Ransomware – When Hackers Are The Good Guys

It isn’t every day that a developer of malware can be called noble, or good, or even remotely helpful. Breaking into the security world today is an altogether different story though. In a show of altruism, a variant of ransomware has been discovered by anti-virus firm AVG that seems to be an educational exercise.

Ransomware is notorious for blackmail; victims that accidentally downloaded the malware found their valuable files, images and documents encrypted and locked with a key that was unobtainable unless a ransom was paid – and even then the potential of the key being given was unlikely at best. The new discovery, given the nickname EduCrypt, does exactly what previous forms of ransomware are known for – locking files in documents, downloads, desktop, pictures, music and videos and rendering them inaccessible. That point is where the similarities seem to end.

A text file becomes available to the user entitled ‘README’ and, upon access, reveals a message that states the following:

well hello there, seems you have a virus!,
well you are going to get the decryptor which is here 
http://www.filedropper.com/decrypter_1 Don’t Download Random S*** On The Internet A Hidden .txt File Has Been
Created With The Decrypt Password! Find It!

This time, it seems, that the ransomware is intended to educate rather than destroy or gain the hacker any blackmail money. Of course, it needs to be noted that creating malware, with good intentions or otherwise, remains an illegal activity – falling under section 4 of the Computer Misuse Act 1990 in the United Kingdom.
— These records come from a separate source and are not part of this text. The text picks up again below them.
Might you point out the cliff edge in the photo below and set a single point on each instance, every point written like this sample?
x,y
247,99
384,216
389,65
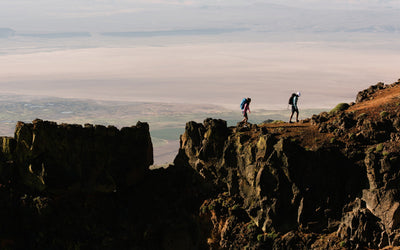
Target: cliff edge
x,y
328,182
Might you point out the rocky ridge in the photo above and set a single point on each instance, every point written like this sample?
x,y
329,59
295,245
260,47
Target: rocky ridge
x,y
329,182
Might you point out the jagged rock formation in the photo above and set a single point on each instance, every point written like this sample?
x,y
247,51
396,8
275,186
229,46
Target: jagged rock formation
x,y
73,187
329,182
336,176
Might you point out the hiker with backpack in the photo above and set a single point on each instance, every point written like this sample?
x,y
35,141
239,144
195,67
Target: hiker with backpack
x,y
245,106
293,101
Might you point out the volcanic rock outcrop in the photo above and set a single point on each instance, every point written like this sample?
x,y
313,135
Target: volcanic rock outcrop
x,y
334,176
328,182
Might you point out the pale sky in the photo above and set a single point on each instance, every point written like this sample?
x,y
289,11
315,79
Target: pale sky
x,y
215,51
137,15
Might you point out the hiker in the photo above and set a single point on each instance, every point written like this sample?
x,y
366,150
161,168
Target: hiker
x,y
245,106
293,101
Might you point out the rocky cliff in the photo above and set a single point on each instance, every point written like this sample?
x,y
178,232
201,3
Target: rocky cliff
x,y
329,182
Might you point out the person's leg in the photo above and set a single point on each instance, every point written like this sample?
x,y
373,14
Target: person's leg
x,y
290,120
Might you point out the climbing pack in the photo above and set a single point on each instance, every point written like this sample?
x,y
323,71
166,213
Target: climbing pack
x,y
291,99
243,102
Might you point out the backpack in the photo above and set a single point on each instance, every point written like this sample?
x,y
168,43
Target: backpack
x,y
291,99
244,101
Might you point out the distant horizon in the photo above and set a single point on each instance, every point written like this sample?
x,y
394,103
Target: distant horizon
x,y
199,52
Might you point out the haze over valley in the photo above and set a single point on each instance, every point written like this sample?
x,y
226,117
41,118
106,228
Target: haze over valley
x,y
116,62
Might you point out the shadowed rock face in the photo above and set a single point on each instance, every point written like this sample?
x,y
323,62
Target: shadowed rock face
x,y
330,182
94,157
346,190
73,187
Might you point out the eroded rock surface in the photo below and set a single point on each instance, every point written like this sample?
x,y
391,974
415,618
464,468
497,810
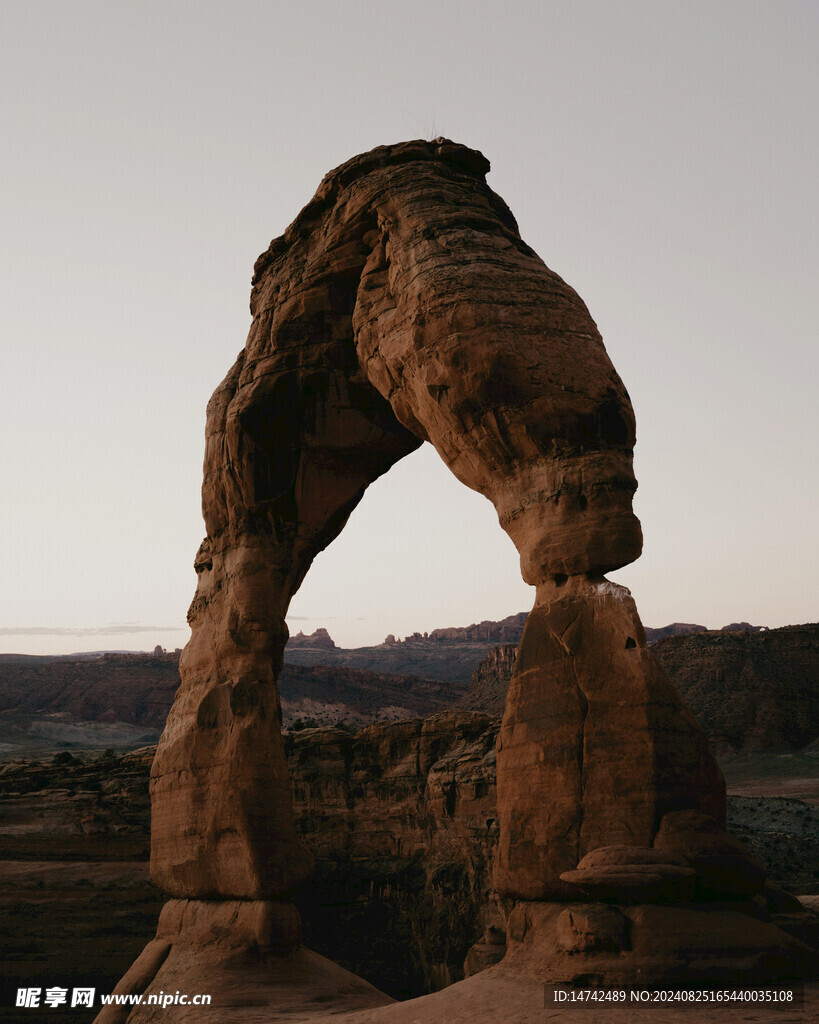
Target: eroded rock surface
x,y
401,306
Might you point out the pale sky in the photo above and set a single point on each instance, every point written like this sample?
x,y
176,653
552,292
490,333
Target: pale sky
x,y
661,157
The discussion surrounding this topic is likely to focus on the topic of ‘good’ malware in the short term future. Spreadable programs such as Worms and Viruses have been spoken about as a good way to combat malicious software, acting as a sort of digital antibody designed to eliminate the presence of malware that potentially sits undiscovered on a victim’s machine. Alternative reasons could be the creation of software used to spread maintenance tasks across a network such as compressing, flushing of caches or defragmenting the hard drives.

One of the most famous ‘greater good’ pieces of malware was the ‘VBS.Noped.A@mm’ virus, which was known for downloading via an email and searching for indecent images of children. If any are found, it emailed a member of a government institution and explained the discovery. In a paper delivered at the 1994 EICAR conference, Vesselin Bontchev discussed the topic; ‘Are Computer Viruses Still a Bad Idea?’, and is well worth a read if the idea is of interest (ftp://ftp.informatik.uni-hamburg.de/pub/virus/texts/viruses/goodvir.zip).

Despite not being the correct and legal method of education, the malware’s creator does carry good advice, and the advice has been around for as long as malware in general. Ensuring that the files you are downloading are secure; being especially careful with known carriers such as torrents and peer-to-peer downloads.

For those seeking help, the universal decryption password is HDJ7D-HF54D-8DN7D, and is held in a ‘Decrypt Password’ file in the user’s Documents.